Get a Better Backend the Multichannel Way
Reducing labor, skimping on training and devaluing the contributions of front-line employees quickly can lead to poor customer service. Make no mistake, says Bill Kuipers, principal of Spaide, Kuipers, & Co. in Haskell, N.J., systems support the human element, not the other way around. Kuipers cites Lands' End as providing exemplary customer service during testing he performed recently. The customer can access support services easily, and reps are trained to provide the same level of care in different channels. "What's incredible about them is their emphasis on training and consistency," Kuipers says. "They've documented every transaction type and no matter who you get, they're all going to handle it the same way."
So-called front-line employees provide the crucial interface between a direct merchant and its customers, and successful merchants are quick to credit them as irreplaceable team members. "Customer service here at NEBS and Deluxe starts with the customer service reps.

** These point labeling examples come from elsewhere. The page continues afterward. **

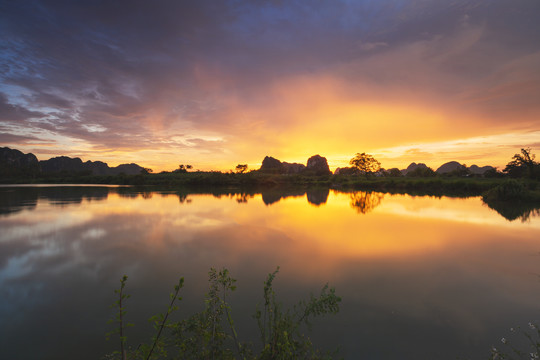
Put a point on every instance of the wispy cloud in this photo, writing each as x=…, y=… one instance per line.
x=292, y=78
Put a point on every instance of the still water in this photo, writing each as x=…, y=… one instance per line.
x=420, y=277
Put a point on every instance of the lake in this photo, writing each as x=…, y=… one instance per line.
x=421, y=277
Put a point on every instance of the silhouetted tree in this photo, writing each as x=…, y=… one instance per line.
x=365, y=163
x=365, y=202
x=394, y=172
x=523, y=165
x=241, y=168
x=183, y=168
x=422, y=172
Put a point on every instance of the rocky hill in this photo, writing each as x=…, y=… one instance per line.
x=316, y=165
x=15, y=163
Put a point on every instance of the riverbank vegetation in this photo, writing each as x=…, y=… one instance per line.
x=211, y=333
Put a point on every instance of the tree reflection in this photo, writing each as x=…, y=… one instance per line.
x=365, y=201
x=513, y=210
x=318, y=196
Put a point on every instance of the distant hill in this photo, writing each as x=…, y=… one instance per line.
x=414, y=167
x=75, y=165
x=316, y=165
x=450, y=167
x=15, y=163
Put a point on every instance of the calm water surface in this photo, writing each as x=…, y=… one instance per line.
x=420, y=277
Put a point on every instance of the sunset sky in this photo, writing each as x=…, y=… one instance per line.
x=218, y=83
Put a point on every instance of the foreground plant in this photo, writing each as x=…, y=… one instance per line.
x=211, y=333
x=521, y=344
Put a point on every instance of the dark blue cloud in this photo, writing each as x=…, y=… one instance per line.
x=106, y=63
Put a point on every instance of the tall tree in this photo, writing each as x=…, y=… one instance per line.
x=365, y=163
x=523, y=165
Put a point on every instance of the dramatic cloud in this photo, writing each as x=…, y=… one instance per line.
x=223, y=82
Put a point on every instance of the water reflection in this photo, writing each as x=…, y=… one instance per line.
x=437, y=278
x=513, y=210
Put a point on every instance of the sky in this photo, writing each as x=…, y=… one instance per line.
x=220, y=83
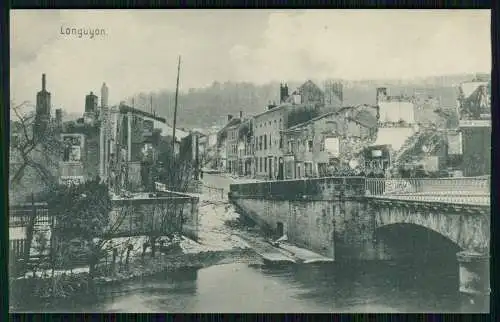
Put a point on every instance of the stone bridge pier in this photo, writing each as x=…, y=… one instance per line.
x=334, y=217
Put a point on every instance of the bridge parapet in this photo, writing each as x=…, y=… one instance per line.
x=313, y=188
x=436, y=186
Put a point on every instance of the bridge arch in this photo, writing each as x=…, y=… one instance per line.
x=409, y=240
x=466, y=231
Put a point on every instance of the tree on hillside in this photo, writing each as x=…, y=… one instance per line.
x=38, y=154
x=82, y=214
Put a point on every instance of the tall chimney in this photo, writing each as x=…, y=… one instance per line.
x=381, y=94
x=59, y=116
x=104, y=95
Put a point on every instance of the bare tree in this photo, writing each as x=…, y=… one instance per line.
x=84, y=212
x=38, y=151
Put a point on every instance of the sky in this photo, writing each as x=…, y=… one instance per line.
x=140, y=48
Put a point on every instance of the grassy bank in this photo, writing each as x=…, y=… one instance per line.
x=66, y=286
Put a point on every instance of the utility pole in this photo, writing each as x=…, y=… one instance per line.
x=175, y=112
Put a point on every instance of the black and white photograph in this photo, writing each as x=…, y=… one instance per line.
x=249, y=161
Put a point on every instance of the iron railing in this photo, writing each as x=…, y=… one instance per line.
x=298, y=188
x=435, y=186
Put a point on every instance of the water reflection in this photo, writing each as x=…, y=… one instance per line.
x=333, y=287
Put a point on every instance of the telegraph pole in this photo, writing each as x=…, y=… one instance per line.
x=175, y=111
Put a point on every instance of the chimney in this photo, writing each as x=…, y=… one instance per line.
x=283, y=92
x=381, y=94
x=104, y=95
x=340, y=92
x=59, y=115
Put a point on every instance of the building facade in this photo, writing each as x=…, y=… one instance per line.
x=314, y=146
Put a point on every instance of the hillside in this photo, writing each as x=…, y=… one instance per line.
x=203, y=107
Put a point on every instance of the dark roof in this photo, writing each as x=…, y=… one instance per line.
x=233, y=121
x=126, y=109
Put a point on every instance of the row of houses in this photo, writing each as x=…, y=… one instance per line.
x=119, y=144
x=308, y=136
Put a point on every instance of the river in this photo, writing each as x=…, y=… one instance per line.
x=359, y=287
x=315, y=288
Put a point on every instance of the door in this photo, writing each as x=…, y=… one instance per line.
x=280, y=169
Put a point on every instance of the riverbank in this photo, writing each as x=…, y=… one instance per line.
x=67, y=287
x=217, y=244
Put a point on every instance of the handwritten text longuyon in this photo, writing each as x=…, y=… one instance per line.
x=91, y=33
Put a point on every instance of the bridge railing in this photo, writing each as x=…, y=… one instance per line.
x=214, y=193
x=430, y=186
x=298, y=188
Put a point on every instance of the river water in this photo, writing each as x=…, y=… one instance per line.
x=315, y=288
x=429, y=285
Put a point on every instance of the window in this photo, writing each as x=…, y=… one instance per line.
x=308, y=169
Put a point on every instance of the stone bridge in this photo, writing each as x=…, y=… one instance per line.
x=357, y=218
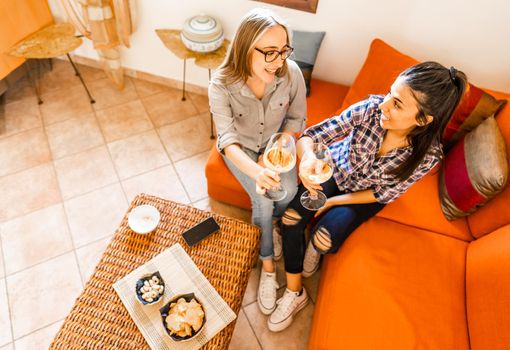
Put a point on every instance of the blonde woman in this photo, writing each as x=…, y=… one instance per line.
x=257, y=92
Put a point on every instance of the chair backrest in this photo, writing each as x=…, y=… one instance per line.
x=18, y=19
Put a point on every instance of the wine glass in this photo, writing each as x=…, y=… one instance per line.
x=316, y=167
x=279, y=156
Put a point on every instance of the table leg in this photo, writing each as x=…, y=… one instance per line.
x=210, y=114
x=33, y=81
x=184, y=81
x=81, y=79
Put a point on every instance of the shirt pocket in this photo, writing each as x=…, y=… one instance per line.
x=279, y=107
x=241, y=112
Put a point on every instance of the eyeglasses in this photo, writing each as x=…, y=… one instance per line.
x=272, y=55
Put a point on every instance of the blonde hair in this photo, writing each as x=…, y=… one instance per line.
x=237, y=65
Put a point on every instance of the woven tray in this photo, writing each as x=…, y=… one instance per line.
x=99, y=320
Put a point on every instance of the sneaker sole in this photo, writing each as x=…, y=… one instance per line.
x=278, y=327
x=307, y=274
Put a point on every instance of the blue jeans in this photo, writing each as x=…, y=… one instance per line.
x=265, y=211
x=332, y=229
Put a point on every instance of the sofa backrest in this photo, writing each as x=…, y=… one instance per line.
x=382, y=66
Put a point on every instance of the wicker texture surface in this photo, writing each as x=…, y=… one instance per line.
x=98, y=320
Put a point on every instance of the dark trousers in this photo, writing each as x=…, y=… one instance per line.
x=339, y=222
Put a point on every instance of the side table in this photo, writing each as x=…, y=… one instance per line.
x=49, y=42
x=210, y=60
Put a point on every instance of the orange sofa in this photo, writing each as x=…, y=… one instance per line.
x=408, y=278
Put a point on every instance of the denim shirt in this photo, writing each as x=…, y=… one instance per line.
x=241, y=118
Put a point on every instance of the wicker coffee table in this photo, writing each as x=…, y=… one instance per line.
x=98, y=320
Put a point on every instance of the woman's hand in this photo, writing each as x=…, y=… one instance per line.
x=330, y=203
x=308, y=167
x=267, y=179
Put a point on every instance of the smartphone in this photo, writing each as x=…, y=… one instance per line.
x=200, y=231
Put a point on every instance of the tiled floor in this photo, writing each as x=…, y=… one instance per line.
x=68, y=171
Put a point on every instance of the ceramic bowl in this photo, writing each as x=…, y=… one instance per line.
x=143, y=219
x=165, y=310
x=140, y=284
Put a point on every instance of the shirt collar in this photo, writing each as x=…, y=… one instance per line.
x=244, y=90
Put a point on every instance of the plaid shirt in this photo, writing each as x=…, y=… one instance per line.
x=354, y=138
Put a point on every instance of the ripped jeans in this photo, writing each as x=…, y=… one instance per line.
x=265, y=211
x=330, y=231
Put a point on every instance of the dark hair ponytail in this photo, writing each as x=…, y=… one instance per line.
x=438, y=91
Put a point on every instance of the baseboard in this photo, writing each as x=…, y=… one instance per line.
x=133, y=73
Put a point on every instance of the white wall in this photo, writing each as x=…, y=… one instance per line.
x=472, y=35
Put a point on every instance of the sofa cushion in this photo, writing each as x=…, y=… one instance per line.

They're the ones who are really providing the experience that our customers have," says Etten.
John White, executive vice president of operations for Medford, Ore.-based musical gear retailer Musician's Friend, feels that it's vital to customer satisfaction that management supports front-line managers and gives them the freedom to keep customers happy. "That involves a certain amount of risk," White admits, "but we have intelligent people, like every business does, and they won't put you out of business. All your managers have to make the tough choices; that's what you pay them for."
Bolotsky concurs. "If I look at the incremental cost of having a trained, intelligent, motivated human being compared to the cost of acquiring a customer," he says, "then it makes sense to pay to have enough customer service reps to retain customers and keep them from being frustrated."
A Watchful Eye
Strategically, the first step to making sure customers are happy and goods are available to satisfy them is for direct merchants to concentrate on relationships with their vendors. "Know thy supplier," says Stephen Harris, of Harris & Harris consulting in Lincoln, Vt. "There's no one source of a product that you're going to find [that] nobody else knows about. So the only way to maintain your advantage is to have a personal, detailed relationship with somebody supplying this product, so when they have to choose between giving it to you and somebody else, they give it to you."